In public, they refer to each other as “vaade and chotte Bains saab”, but the difference between the two is as stark as their white and black Toyota Fortuner SUVs. Balwinder, by his own admission, is milder and less rigid. “Simarjeet is impulsive. If we get a complaint, he wants to act on it instantly. I tell him we can act on it the next morning. Most of the times, he obeys,” Balwinder says.
The elder Bains is an amritdhari (baptised) Sikh and Simarjeet, the “militant” face, a passionate orator, who believes in “street justice”. “We are called blackmailers and goons. But we cannot be called dishonest. I never claim allowances for meetings of committees of the Punjab Vidhan Sabha if no work is done.” But what allows them to be a law unto themselves, he says: “There is a law to punish the corrupt, but the problem is those who have to enforce it are corrupt too.”
Their ambition has grown but Lok Sabha elections results, when Simarjeet lost, have shown their popularity does not go beyond their constituencies.

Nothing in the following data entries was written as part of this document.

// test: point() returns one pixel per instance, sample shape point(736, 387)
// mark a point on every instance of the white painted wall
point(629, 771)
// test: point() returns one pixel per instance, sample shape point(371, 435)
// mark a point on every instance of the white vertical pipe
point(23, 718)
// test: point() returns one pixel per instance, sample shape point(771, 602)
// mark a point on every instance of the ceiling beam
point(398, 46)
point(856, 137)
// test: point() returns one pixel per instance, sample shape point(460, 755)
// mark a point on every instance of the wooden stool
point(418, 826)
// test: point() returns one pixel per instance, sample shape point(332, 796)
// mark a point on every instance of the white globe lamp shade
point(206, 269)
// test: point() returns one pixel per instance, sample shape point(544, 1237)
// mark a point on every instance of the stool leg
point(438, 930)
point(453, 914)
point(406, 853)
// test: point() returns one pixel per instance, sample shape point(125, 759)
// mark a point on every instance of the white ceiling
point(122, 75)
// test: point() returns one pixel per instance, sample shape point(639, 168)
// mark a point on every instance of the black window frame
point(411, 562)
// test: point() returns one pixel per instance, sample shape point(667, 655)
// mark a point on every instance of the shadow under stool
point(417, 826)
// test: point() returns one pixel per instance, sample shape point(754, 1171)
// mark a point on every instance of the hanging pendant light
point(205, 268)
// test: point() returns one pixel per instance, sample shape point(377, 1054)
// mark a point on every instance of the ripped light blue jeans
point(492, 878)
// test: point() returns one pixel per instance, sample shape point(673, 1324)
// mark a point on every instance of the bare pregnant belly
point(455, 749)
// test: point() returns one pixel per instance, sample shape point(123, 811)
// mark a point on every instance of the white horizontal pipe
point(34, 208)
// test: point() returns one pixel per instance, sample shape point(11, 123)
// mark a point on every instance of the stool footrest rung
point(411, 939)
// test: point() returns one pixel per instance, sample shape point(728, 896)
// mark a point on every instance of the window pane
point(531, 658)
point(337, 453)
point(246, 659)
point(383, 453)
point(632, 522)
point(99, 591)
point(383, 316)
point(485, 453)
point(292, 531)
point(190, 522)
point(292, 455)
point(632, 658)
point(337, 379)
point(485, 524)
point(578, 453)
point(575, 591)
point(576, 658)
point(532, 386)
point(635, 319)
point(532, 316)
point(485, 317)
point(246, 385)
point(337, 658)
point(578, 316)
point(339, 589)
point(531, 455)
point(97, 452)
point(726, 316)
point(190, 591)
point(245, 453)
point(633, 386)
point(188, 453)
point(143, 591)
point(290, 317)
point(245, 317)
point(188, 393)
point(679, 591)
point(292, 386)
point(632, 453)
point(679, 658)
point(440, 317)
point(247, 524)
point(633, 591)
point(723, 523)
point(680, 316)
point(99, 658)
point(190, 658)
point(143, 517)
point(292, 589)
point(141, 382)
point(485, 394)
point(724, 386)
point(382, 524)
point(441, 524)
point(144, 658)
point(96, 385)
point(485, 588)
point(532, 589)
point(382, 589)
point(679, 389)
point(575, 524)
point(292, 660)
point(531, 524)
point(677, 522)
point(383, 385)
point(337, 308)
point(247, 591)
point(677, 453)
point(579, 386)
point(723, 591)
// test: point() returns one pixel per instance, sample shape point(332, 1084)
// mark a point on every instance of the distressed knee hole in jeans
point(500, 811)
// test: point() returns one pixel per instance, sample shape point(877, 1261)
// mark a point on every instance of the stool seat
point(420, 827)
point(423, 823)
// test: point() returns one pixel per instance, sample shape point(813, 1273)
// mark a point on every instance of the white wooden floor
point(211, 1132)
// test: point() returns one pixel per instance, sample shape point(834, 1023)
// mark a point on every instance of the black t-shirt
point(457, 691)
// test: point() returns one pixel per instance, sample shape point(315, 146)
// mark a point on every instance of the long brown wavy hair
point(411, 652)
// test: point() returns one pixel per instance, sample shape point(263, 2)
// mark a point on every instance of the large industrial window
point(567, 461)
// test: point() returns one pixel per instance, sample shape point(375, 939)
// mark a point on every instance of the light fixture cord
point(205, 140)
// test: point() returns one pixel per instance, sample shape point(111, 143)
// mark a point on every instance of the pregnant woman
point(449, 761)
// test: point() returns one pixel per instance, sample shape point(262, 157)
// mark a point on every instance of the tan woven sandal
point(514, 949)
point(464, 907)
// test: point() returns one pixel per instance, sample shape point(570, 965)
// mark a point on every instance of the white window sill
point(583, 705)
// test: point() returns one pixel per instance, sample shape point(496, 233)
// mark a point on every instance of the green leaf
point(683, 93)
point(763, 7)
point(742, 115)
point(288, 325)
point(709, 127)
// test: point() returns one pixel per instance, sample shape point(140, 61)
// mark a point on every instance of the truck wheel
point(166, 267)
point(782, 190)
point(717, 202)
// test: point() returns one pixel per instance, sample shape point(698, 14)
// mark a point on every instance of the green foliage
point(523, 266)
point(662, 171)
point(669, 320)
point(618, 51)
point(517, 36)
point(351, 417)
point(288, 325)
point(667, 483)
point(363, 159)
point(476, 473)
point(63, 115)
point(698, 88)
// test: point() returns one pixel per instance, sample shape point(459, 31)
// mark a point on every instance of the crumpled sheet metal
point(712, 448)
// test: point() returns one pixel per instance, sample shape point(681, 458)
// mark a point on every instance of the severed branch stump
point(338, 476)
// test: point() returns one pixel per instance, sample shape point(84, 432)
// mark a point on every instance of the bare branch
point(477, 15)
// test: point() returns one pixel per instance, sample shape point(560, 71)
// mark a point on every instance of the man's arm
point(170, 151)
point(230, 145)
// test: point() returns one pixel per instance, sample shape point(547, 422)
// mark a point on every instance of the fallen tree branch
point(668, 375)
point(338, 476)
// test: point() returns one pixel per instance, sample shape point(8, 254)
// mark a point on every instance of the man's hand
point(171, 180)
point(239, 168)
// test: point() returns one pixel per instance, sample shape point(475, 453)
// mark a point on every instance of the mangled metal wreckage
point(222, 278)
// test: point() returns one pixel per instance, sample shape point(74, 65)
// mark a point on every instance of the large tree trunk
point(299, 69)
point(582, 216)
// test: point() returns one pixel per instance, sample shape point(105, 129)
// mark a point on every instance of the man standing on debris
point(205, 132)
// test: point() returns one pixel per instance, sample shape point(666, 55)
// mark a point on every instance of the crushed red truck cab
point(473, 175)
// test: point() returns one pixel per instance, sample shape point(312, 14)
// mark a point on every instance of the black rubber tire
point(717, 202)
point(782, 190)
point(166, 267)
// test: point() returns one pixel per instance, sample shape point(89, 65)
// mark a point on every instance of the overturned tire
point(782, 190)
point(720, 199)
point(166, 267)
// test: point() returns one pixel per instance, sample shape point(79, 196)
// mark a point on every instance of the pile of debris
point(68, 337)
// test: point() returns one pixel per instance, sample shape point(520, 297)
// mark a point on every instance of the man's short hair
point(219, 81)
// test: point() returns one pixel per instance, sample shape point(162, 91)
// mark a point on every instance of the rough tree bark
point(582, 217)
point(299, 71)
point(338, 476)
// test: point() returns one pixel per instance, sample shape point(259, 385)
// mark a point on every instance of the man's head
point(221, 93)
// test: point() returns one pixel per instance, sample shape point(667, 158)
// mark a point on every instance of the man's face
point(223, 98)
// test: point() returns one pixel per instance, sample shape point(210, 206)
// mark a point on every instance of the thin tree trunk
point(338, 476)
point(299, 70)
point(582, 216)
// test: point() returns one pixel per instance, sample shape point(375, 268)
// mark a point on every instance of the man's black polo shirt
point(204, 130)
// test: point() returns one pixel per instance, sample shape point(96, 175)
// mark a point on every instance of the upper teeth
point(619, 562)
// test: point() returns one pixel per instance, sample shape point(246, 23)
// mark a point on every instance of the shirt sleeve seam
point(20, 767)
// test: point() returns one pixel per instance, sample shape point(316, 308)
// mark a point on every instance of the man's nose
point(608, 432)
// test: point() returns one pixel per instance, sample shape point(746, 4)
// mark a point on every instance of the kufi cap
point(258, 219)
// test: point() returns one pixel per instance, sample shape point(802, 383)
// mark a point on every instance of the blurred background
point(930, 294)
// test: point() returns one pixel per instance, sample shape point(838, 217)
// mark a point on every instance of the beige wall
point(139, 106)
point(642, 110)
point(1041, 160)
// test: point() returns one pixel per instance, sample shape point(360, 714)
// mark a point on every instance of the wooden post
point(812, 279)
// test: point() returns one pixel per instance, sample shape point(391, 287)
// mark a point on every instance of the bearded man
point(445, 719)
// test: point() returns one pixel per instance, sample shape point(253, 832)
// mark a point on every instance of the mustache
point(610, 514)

So from April 1 last year, they had started spreading Team Insaaf beyond Ludhiana district, says Balwinder. “We have now set up base in other assembly segments,” he added.
They are an importance piece of front floated by Sidhu. But they keep the suspense on whether their Insaaf Party has been merged into the new front saying it will all be revealed in a few days. “Sidhu is a legend and an institution. As for Pargat, no ball that touched his hockey stick went without scoring a goal,” they add. For themselves, they have an anecdote: “A poor vendor once warned a cop who was lifting his groundnuts for free, “Bains ko phone karu?”